Le plongeur de Bruno Réquillart
par Yannick Vigouroux
BIOGRAPHIE
Le plongeur de Bruno Réquillart
par Yannick Vigouroux
Image emblématique de l’œuvre de Bruno Réquillart, souvent exposée et publiée, Le Plongeur (1974) représente une réussite formelle indéniable : rarement un pur instantané aura autant ressemblé à une construction géométrique. Le photographe est alors en vacances sur une île de l’ex-Yougoslavie, l’île de Unije, aujourd’hui située en Croatie.
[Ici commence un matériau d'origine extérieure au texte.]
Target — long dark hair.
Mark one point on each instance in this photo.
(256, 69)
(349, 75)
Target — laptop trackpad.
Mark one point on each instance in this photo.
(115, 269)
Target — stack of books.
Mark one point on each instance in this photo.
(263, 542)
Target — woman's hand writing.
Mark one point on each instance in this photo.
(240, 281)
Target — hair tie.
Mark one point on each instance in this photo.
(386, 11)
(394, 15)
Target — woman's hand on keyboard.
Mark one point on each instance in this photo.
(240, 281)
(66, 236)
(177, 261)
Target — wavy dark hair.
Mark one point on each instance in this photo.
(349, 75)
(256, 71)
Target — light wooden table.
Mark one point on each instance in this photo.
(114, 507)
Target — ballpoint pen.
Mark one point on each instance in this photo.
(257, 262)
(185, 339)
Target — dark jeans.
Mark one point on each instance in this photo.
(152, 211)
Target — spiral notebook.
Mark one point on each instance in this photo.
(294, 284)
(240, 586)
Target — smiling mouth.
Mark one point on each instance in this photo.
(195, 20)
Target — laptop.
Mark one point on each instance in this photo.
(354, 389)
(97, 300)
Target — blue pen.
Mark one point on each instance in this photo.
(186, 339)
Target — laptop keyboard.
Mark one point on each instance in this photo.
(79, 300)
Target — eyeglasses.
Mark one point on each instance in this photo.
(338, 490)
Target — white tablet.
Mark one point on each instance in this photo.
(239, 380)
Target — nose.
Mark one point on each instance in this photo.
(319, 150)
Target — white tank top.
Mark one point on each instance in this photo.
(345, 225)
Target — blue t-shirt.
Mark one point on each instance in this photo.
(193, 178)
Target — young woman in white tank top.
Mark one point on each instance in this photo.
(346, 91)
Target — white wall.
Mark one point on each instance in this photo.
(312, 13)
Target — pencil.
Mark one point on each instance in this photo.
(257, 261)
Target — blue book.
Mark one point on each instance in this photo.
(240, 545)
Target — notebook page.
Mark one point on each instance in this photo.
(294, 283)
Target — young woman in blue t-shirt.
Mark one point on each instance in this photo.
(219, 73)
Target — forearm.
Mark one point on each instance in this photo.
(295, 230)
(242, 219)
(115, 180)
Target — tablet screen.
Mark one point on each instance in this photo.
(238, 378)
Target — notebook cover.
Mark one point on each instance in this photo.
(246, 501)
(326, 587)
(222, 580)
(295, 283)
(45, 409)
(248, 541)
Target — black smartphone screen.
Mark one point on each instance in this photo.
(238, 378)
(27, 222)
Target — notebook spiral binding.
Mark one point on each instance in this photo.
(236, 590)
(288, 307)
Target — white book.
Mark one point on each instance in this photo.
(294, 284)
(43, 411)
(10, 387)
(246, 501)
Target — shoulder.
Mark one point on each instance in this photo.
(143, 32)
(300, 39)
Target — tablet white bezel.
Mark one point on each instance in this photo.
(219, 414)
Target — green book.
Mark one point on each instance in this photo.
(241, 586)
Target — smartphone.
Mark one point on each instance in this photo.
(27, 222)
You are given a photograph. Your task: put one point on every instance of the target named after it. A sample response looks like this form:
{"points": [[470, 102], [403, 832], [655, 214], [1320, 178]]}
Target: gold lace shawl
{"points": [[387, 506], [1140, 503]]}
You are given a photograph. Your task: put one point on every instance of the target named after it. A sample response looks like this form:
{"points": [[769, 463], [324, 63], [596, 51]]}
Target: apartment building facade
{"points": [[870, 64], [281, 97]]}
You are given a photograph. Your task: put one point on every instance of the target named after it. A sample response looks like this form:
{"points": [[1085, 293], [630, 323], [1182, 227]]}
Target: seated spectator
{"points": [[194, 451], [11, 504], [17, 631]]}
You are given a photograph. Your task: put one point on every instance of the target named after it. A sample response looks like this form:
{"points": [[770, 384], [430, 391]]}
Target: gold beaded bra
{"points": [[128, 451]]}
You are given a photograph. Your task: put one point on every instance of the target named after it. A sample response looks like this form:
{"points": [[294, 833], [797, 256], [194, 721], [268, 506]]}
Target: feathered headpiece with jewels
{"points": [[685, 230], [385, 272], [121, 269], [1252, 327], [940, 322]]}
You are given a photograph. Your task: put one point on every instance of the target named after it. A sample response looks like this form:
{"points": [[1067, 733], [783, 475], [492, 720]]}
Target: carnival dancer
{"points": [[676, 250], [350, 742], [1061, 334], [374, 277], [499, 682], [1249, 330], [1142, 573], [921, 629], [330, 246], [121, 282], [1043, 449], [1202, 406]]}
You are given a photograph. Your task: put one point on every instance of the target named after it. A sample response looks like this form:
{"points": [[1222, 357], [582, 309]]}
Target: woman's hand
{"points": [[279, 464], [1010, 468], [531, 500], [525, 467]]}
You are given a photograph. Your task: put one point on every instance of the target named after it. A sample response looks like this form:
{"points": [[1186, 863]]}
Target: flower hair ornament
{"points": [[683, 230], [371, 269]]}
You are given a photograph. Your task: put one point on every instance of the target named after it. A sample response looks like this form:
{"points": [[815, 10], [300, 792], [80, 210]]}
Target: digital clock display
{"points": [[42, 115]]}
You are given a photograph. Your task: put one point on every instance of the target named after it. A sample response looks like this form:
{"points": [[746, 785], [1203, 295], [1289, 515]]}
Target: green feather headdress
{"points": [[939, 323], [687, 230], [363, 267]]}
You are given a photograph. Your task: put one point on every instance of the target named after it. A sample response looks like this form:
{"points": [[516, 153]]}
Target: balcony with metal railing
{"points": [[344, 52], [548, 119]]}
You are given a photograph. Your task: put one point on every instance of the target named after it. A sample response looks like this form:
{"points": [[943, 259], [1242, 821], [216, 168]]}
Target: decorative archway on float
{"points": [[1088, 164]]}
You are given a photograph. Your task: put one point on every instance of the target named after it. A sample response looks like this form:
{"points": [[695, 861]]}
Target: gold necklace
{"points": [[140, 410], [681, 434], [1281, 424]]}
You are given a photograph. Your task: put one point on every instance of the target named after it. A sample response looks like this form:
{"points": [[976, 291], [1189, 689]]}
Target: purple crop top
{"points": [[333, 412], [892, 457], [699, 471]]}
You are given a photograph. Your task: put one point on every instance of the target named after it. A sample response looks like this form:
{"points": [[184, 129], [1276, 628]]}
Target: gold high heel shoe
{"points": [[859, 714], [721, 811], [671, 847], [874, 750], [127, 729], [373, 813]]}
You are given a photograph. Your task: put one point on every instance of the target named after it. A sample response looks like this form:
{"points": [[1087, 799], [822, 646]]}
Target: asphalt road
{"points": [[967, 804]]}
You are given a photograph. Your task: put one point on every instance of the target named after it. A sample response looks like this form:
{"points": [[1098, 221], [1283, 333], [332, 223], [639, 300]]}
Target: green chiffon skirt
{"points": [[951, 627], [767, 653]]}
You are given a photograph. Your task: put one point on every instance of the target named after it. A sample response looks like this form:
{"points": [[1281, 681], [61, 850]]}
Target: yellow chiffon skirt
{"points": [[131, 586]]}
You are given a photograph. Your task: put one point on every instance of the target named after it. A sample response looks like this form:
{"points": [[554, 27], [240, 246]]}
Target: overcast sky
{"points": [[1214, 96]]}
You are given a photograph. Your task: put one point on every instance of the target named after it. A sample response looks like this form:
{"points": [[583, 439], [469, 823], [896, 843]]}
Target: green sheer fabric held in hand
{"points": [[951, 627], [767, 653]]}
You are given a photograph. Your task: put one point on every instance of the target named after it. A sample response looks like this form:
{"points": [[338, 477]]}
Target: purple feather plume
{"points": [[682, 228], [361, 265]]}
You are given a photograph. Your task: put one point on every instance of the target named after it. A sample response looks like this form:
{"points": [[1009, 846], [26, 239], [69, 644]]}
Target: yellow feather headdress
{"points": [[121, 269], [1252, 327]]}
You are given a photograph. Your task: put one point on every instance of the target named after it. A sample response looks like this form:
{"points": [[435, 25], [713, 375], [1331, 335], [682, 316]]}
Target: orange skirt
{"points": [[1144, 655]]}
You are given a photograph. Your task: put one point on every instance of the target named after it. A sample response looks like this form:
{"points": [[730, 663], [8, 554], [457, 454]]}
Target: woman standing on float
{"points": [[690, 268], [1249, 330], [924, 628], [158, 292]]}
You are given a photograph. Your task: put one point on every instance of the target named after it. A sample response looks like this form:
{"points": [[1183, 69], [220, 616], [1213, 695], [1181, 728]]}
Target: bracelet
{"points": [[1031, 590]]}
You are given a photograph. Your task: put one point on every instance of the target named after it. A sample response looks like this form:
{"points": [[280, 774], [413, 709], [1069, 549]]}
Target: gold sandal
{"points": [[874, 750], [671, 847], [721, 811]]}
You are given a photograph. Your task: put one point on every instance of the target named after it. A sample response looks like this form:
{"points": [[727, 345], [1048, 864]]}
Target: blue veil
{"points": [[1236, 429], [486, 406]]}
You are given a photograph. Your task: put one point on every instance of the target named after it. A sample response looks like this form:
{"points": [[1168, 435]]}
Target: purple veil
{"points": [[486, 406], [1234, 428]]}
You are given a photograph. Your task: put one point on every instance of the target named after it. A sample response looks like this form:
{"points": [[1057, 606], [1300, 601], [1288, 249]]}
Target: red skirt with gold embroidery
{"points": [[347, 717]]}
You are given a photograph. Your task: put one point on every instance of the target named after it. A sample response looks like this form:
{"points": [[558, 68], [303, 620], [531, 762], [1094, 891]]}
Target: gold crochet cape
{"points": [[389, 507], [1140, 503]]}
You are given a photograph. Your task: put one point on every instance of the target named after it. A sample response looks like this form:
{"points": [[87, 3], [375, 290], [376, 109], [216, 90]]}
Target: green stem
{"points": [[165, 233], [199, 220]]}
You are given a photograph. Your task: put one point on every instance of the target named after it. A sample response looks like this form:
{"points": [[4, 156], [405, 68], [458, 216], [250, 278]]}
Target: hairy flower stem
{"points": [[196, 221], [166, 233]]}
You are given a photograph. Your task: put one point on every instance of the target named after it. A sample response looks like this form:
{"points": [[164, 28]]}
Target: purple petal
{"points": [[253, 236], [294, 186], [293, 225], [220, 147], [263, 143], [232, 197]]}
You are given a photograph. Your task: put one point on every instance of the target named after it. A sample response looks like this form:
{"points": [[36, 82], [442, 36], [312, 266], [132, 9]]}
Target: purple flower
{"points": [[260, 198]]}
Bien que l’image ait été prise sur le vif – sur la planche-contact on peut découvrir la jetée vide, l’homme se préparant à plonger – la composition est parfaite. L’image se divise en effet en trois parties : le ciel orageux occupe toute la moitié supérieure tandis que le muret et la mer se partagent à égalité la partie inférieure de l’image. Pour mieux souligner ce qui a parfois été comparé à un « collage », Réquillart a parfaitement aligné les deux éléments qui se rejoignent précisément au centre de l’image. Le grain de la photographie, fortement prononcé, offre une « texture » pointilliste d’une grande sensualité. L’auteur utilisait alors une pellicule Kodak d’une sensibilité 1600 Asa qui explique l’importance de celui-ci.
Figure majeure de ce qui fut nommé parfois l’ « Atelier français » des années 1970-80 (dont firent partie notamment Bernard Plossu, Arnaud Claass, Magdi Senadgi, etc.), Réquillart fut défendu à l’époque par le conservateur de la Bibliothèque nationale (Département des estampes et de la photographie) Jean-Claude Lemagny et par le critique Bernard Lamarche-Vadel. À l’exemple de ses compatriotes, le photographe a été fortement influencé par le Suisse Robert Frank et les Américains Lee Friedlander et Garry Winogrand. Comme eux, il s’est engagé dans la voie d’un reportage subjectif dégagé de tout souci de commande : désormais la place de leurs instantanés de l’intime ne serait plus dans les journaux, mais sur les cimaises des musées et des galeries qui commencent alors à peine à se vouer à la photographie (la première galerie photo, celle d’Agathe Gaillard, ouvre à cette époque à Paris). Véritable œuvre-manifeste, Le Plongeur propose ainsi, dans son efficacité visuelle et sa forte charge expressive, une plongée dans les enjeux formels de cette époque, une subjectivité revendiquée, sinon l’inconscient technologique de la photographie.
Bruno Réquillart, qui avait arrêté la photographie et s’était consacré à la peinture dans les années 1980, a réalisé de nouvelles prises de vue dès le milieu des années 1990, dans un esprit qui est le prolongement naturel de sa production passée. Son œuvre, quelque peu oubliée aujourd’hui, mérite indéniablement une réévaluation critique. Dans ses nouvelles images, il a offert un second souffle à des expérimentations formelles qui restent d’actualité, comme en témoignent par exemple les photographies d’auteurs de l’agence Vu tels que Michael Ackerman ou Antoine d’Agata, ainsi que, d’une manière générale, les tenants d’une photo pauvre restée fidèle à l’instantané.